The battle over free movement should be a left-right issue. Labour should replace the immigration debate with class politics. 

Being on the Labour left at the moment feels a lot like how I imagine the last days of Rome. For a brief moment, we conquered the Labour party; now we are contemplating what to do with the some of the worst poll ratings in its history. In Jeremy Corbyn’s office, shadow Cabinet members stalk the corridors, pouring wine into the open mouths of passing press aides and advisers, many of whom are rushing to the exit. Most Labour MPs, having spent two years tearing down the city’s defences, cheekily shrug their shoulders. “We tried to stab him – hundreds of times”, they say. “Now let’s just wait for the end."

If the world feels like it is collapsing, that is because, on many fronts, it is. The Copeland by-election was the first time an opposition party had lost a seat in a by-election to the government since 1982. Even in London, Corbyn is, according to one poll, less popular than Paul Nuttall. Brexit is forcing Labour into such contortions that rising star Clive Lewis felt compelled to resign from the front bench. Across Europe, the new radical left is stagnating, although doing better than most social democrats, who are being annihilated. Meanwhile, the orange shadow of Donald Trump, the looming breakup of the UK and the faint prospect of war over Gibraltar give the situation a certain surreal, cinematic quality.

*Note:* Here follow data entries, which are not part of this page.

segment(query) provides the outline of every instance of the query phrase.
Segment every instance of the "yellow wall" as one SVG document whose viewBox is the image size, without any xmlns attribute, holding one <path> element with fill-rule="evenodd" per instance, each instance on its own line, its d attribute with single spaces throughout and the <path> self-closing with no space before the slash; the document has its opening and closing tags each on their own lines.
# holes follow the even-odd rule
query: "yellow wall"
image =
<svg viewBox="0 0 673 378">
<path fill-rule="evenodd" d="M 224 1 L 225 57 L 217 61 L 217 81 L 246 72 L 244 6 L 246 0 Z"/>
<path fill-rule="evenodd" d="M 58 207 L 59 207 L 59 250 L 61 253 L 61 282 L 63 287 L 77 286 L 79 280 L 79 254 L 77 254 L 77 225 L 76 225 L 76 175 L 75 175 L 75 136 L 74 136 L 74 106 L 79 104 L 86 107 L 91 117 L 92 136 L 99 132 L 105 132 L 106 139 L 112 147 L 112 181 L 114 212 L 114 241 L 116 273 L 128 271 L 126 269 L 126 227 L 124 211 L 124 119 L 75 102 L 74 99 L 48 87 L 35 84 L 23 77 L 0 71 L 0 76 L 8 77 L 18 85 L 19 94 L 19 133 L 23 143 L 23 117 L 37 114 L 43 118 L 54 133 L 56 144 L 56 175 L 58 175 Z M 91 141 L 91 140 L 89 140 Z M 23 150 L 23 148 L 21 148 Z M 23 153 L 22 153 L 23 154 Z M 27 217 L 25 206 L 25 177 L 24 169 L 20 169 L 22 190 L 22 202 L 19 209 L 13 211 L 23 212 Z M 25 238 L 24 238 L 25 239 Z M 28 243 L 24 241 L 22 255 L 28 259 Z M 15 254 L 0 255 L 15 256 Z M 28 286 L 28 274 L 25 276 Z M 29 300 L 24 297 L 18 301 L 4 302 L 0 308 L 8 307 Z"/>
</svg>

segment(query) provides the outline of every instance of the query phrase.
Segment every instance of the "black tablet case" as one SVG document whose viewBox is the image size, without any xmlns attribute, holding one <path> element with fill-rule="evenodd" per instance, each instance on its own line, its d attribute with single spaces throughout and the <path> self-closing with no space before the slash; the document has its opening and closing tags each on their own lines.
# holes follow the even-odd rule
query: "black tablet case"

Demoralisation is a natural feeling for much of the left’s base. The new leadership promised to change politics, to give political expression to social movements, and to bring Labour the intellectual clarity it needed to cut through in an era of polarisation. That entire project is now on the brink – and it isn’t because of a few bad press performances. It is because, unlike much of its base, the leaders of the British left do not understand what Brexit means or how to deal with it. 

The idea that Corbyn secretly backed Leave is a myth, but it is certainly true that Labour is now failing to grasp the scale of what is happening. Brexit isn’t just part of a global right-wing populist insurgency, mirrored by Trump across the Atlantic. What the publication of the Great Repeal Bill has demonstrated is that it is also a minefield of legal and legislative measures – and with a whole new window for corporate influence on the state – that will rewrite Britain’s constitution and fatally undermine what little democracy we have.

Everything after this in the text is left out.